In de uitspraak van 26 november 2019 heeft de rechtbank geoordeeld dat het college in zijn aanvullende motivering voldoende heeft gemotiveerd waarom het ten aanzien van de tuinmuur niet wenst af te wijken van het bestemmingsplan. Ten aanzien van het terras heeft de rechtbank geoordeeld dat het college in zijn aanvullende motivering nog steeds is uitgegaan van het verkeerde uitgangspunt dat het terras geen onderdeel is van het gebouw. Het college heeft het in de tussenuitspraak geconstateerde gebrek dus niet hersteld, aldus de rechtbank. Daarom heeft de rechtbank het besluit van 9 januari 2018 vernietigd. Omdat het college het motiveringsgebrek ten aanzien van de tuinmuur heeft hersteld, heeft de rechtbank de rechtsgevolgen van dat onderdeel van het vernietigde besluit in stand gelaten. Het oordeel van de rechtbank houdt dus in dat [appellant] zowel het verhogen van de tuinmuur als het vergroten van het terras niet mocht realiseren.
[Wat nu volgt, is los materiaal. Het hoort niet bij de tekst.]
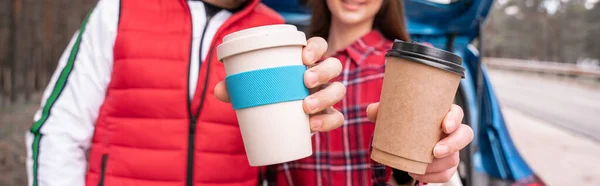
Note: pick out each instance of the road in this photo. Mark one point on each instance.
(554, 100)
(555, 124)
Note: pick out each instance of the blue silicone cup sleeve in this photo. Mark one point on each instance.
(267, 86)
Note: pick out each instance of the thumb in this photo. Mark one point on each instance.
(221, 92)
(372, 111)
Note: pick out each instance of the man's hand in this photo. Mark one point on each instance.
(319, 104)
(446, 150)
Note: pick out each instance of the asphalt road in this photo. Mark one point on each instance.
(561, 101)
(554, 123)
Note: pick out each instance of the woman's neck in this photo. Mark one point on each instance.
(341, 35)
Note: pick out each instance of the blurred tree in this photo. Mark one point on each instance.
(547, 30)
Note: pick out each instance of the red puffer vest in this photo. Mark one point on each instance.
(146, 133)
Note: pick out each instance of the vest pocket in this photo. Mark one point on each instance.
(102, 169)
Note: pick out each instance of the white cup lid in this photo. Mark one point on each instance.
(258, 38)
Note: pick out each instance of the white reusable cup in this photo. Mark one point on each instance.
(265, 81)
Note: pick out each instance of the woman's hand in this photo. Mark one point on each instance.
(319, 104)
(446, 151)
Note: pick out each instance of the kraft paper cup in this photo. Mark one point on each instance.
(418, 89)
(265, 79)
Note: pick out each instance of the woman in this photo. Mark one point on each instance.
(359, 32)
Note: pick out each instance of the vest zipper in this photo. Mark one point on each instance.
(194, 117)
(102, 169)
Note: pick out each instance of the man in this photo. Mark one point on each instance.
(136, 89)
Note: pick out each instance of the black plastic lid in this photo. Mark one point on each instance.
(427, 55)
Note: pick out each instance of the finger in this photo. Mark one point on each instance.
(454, 142)
(438, 177)
(324, 98)
(453, 119)
(327, 121)
(314, 50)
(221, 92)
(322, 73)
(372, 111)
(442, 164)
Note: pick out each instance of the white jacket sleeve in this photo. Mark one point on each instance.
(63, 126)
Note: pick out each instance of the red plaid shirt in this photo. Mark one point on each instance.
(342, 157)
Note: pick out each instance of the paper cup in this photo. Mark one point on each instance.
(265, 79)
(418, 89)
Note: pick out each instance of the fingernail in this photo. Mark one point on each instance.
(449, 125)
(316, 124)
(311, 78)
(308, 53)
(312, 103)
(440, 150)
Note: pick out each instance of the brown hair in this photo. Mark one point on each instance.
(389, 20)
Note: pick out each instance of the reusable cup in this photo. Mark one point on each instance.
(265, 79)
(419, 85)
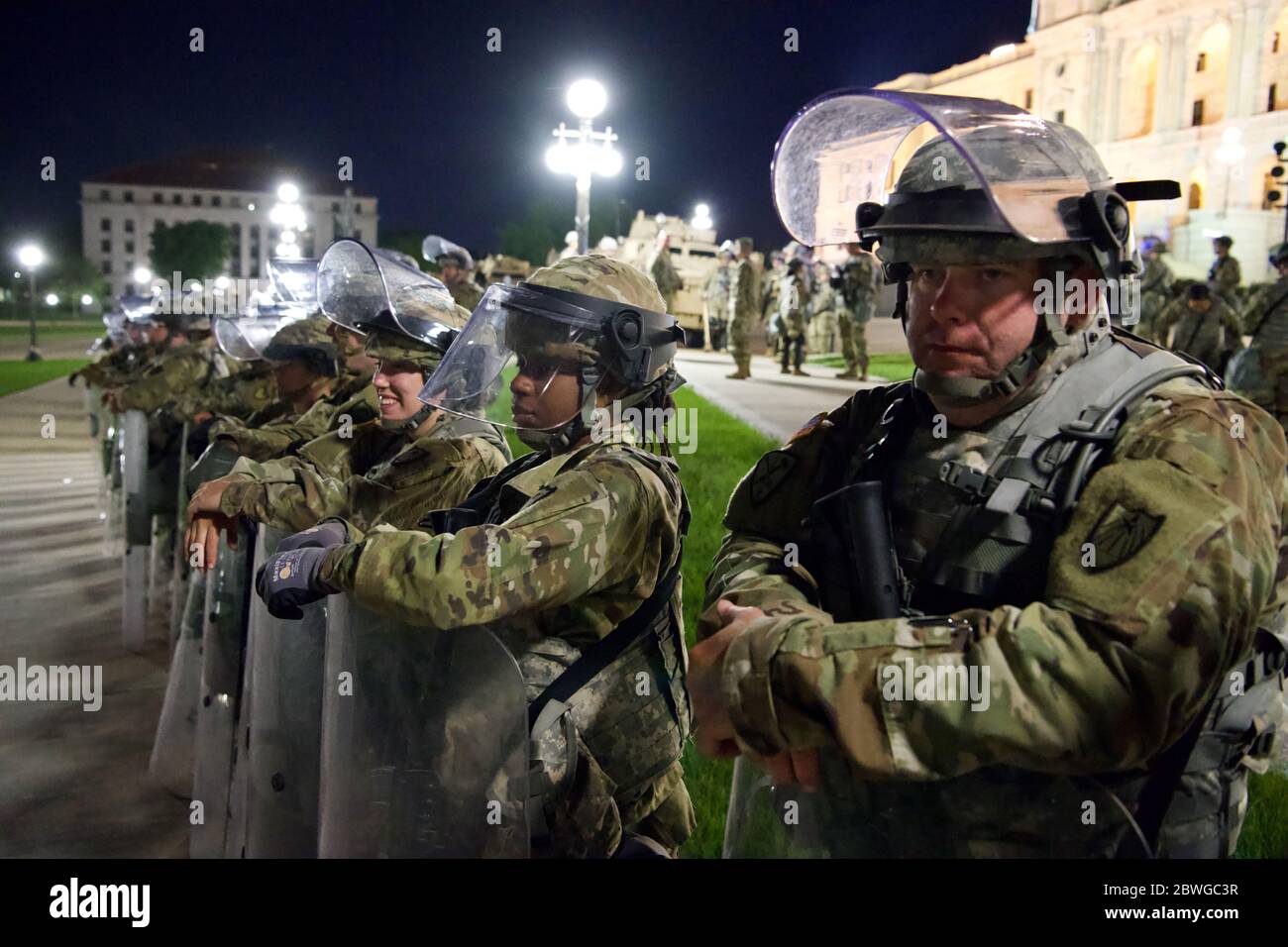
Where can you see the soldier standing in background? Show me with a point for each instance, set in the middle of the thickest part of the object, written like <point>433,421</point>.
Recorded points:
<point>793,300</point>
<point>662,270</point>
<point>1155,289</point>
<point>858,281</point>
<point>1225,273</point>
<point>715,299</point>
<point>1261,371</point>
<point>743,309</point>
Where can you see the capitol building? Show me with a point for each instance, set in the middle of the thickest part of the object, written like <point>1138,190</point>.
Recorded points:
<point>1194,90</point>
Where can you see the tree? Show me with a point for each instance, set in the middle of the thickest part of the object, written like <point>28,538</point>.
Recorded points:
<point>196,250</point>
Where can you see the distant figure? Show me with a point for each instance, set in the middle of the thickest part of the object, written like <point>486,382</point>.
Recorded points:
<point>1224,275</point>
<point>664,270</point>
<point>1157,287</point>
<point>743,309</point>
<point>715,299</point>
<point>1203,326</point>
<point>857,282</point>
<point>791,305</point>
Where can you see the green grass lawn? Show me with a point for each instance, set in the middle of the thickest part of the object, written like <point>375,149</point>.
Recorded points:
<point>894,368</point>
<point>16,373</point>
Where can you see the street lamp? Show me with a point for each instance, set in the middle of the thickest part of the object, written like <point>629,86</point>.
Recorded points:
<point>583,151</point>
<point>1231,154</point>
<point>287,214</point>
<point>31,257</point>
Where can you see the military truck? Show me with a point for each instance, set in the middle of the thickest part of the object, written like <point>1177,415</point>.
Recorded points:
<point>694,253</point>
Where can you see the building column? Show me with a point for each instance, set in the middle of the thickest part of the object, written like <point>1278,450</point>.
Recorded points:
<point>1109,127</point>
<point>1254,30</point>
<point>1234,69</point>
<point>1180,75</point>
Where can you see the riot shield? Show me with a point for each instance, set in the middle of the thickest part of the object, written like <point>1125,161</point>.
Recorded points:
<point>424,741</point>
<point>223,638</point>
<point>171,761</point>
<point>273,810</point>
<point>138,528</point>
<point>845,818</point>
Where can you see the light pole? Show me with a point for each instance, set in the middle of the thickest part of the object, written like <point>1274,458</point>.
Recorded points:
<point>31,257</point>
<point>584,151</point>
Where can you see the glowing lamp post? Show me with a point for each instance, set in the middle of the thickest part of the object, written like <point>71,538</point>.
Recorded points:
<point>583,151</point>
<point>31,257</point>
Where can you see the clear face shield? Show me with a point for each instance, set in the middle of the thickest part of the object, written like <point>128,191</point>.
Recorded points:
<point>360,290</point>
<point>853,147</point>
<point>513,331</point>
<point>245,338</point>
<point>295,281</point>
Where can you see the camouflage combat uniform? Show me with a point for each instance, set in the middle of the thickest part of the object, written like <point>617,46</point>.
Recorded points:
<point>1096,665</point>
<point>1265,380</point>
<point>1155,292</point>
<point>743,313</point>
<point>1210,337</point>
<point>791,304</point>
<point>581,540</point>
<point>261,440</point>
<point>398,480</point>
<point>178,371</point>
<point>858,292</point>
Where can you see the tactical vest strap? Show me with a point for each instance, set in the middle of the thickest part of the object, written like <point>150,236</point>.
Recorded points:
<point>608,648</point>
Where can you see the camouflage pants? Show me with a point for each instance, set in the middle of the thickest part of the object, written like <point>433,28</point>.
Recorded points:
<point>854,343</point>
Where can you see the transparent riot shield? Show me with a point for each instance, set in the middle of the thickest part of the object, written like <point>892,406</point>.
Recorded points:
<point>845,818</point>
<point>171,759</point>
<point>424,741</point>
<point>273,810</point>
<point>223,639</point>
<point>138,528</point>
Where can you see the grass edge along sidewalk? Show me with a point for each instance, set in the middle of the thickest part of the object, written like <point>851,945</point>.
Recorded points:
<point>17,375</point>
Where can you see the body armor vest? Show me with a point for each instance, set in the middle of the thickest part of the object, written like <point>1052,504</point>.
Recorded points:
<point>979,535</point>
<point>589,699</point>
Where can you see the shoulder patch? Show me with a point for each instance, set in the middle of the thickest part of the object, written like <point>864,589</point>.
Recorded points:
<point>1120,534</point>
<point>810,425</point>
<point>769,474</point>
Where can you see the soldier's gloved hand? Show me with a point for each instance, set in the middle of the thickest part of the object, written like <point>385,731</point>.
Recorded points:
<point>290,579</point>
<point>329,532</point>
<point>214,463</point>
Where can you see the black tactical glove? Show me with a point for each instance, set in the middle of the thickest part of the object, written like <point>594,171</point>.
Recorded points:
<point>329,532</point>
<point>218,460</point>
<point>290,579</point>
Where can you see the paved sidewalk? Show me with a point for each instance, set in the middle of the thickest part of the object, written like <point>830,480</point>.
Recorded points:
<point>72,783</point>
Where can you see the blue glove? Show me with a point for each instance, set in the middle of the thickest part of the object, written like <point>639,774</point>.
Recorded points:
<point>290,579</point>
<point>329,532</point>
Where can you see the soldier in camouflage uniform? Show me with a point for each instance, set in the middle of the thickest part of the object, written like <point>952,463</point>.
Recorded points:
<point>743,309</point>
<point>858,281</point>
<point>1202,325</point>
<point>1155,289</point>
<point>455,268</point>
<point>715,299</point>
<point>1261,372</point>
<point>793,299</point>
<point>188,363</point>
<point>413,458</point>
<point>1124,611</point>
<point>558,551</point>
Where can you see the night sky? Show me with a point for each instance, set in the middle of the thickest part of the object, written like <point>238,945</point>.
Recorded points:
<point>450,137</point>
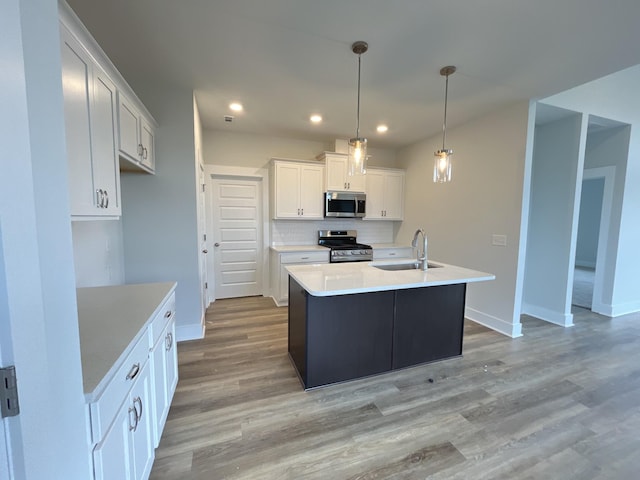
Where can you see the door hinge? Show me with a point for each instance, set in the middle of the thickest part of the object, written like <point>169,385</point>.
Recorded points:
<point>8,392</point>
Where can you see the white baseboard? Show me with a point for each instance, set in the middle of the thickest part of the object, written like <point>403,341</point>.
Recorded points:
<point>551,316</point>
<point>623,309</point>
<point>509,329</point>
<point>185,333</point>
<point>585,264</point>
<point>283,303</point>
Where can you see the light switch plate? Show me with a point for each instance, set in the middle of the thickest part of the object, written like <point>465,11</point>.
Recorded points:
<point>499,240</point>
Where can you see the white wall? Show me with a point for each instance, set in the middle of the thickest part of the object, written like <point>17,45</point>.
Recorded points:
<point>159,212</point>
<point>98,254</point>
<point>557,165</point>
<point>616,97</point>
<point>38,313</point>
<point>244,150</point>
<point>589,222</point>
<point>484,198</point>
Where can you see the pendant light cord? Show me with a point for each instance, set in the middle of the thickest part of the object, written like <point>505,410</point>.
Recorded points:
<point>358,110</point>
<point>444,124</point>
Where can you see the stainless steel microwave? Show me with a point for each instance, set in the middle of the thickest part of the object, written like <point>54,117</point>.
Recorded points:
<point>345,204</point>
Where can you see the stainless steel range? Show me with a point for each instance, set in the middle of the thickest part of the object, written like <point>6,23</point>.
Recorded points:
<point>344,247</point>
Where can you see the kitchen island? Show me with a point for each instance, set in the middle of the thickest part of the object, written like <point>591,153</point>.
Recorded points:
<point>352,320</point>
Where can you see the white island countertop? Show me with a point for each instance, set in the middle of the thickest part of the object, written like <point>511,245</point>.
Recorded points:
<point>109,319</point>
<point>322,280</point>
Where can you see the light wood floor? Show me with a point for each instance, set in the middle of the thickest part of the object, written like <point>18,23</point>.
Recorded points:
<point>555,404</point>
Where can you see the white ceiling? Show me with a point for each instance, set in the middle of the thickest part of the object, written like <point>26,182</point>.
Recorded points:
<point>286,59</point>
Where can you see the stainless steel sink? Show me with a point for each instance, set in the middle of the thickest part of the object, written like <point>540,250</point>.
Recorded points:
<point>405,266</point>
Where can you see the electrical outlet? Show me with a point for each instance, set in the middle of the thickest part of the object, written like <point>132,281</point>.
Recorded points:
<point>499,240</point>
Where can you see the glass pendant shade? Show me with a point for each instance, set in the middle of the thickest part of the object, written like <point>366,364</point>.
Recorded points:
<point>442,161</point>
<point>357,156</point>
<point>442,166</point>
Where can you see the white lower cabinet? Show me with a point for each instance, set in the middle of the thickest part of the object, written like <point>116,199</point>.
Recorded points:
<point>164,362</point>
<point>126,452</point>
<point>128,416</point>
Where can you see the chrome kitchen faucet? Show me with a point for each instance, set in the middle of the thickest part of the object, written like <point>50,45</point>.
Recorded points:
<point>421,259</point>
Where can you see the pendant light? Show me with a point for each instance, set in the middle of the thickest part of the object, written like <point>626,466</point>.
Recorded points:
<point>442,163</point>
<point>358,145</point>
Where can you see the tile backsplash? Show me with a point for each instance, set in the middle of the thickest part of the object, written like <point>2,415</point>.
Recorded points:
<point>303,232</point>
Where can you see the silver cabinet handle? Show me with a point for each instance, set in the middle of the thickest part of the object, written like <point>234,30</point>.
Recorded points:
<point>135,369</point>
<point>135,418</point>
<point>137,400</point>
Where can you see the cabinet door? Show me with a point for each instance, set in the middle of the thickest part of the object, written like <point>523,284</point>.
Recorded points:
<point>76,85</point>
<point>336,172</point>
<point>428,324</point>
<point>146,140</point>
<point>311,204</point>
<point>375,194</point>
<point>394,196</point>
<point>128,124</point>
<point>159,376</point>
<point>106,172</point>
<point>112,458</point>
<point>356,182</point>
<point>171,356</point>
<point>287,190</point>
<point>142,435</point>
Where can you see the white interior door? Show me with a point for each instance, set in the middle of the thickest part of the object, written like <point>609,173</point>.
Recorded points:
<point>237,237</point>
<point>202,238</point>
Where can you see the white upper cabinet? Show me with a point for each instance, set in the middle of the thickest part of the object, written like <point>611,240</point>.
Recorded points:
<point>135,135</point>
<point>89,108</point>
<point>337,176</point>
<point>97,128</point>
<point>385,194</point>
<point>297,190</point>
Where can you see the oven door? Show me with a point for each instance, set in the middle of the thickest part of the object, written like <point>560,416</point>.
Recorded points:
<point>343,204</point>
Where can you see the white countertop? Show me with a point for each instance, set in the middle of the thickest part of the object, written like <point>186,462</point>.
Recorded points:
<point>297,248</point>
<point>323,280</point>
<point>109,319</point>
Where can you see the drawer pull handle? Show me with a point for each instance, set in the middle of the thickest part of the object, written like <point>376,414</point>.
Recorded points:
<point>135,369</point>
<point>137,400</point>
<point>135,419</point>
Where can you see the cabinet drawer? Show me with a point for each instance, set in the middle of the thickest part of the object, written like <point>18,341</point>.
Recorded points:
<point>104,410</point>
<point>391,253</point>
<point>305,257</point>
<point>164,315</point>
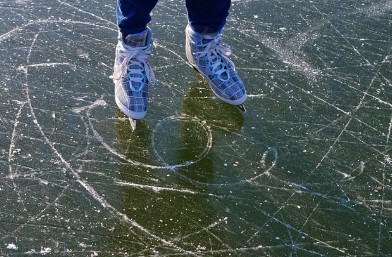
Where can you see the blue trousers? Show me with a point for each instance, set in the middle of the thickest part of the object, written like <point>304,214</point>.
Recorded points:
<point>204,16</point>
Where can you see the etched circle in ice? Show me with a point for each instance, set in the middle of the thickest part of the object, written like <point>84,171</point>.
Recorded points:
<point>178,141</point>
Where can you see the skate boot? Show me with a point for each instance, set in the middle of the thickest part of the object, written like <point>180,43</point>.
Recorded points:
<point>133,74</point>
<point>209,56</point>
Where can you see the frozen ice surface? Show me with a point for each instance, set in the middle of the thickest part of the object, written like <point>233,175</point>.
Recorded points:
<point>306,171</point>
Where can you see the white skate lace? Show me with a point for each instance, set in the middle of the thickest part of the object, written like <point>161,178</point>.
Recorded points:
<point>134,63</point>
<point>217,54</point>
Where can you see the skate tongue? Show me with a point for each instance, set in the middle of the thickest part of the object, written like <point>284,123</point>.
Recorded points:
<point>136,40</point>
4.    [appellant] betoogt dat de rechtbank ten onrechte heeft geoordeeld dat de verhoging van de tuinmuur en de vergroting van het terras in strijd zijn met het bestemmingsplan. Hij voert daartoe aan dat de rechtbank de tuinmuur en het terras ten onrechte aanmerkt als onderdeel van het hoofdgebouw. Volgens hem zijn de tuinmuur en het terras bouwwerken, geen gebouw zijnde, omdat de muur en het terras niet door wanden zijn omsloten en niet voor mensen toegankelijke overdekte ruimten zijn. Ook onder het terras bevindt zich geen voor mensen toegankelijke ruimte. De bouwwerken voldoen aan de bouwregels van het bestemmingsplan en de voor gebouwen geldende bouwregels van artikel 27.2.2 van de planregels zijn niet van toepassing. De rechtbank heeft dus de tuinmuur en het terras ten onrechte betrokken bij de vraag of het maximaal toegestane volume wordt overschreden, aldus [appellant].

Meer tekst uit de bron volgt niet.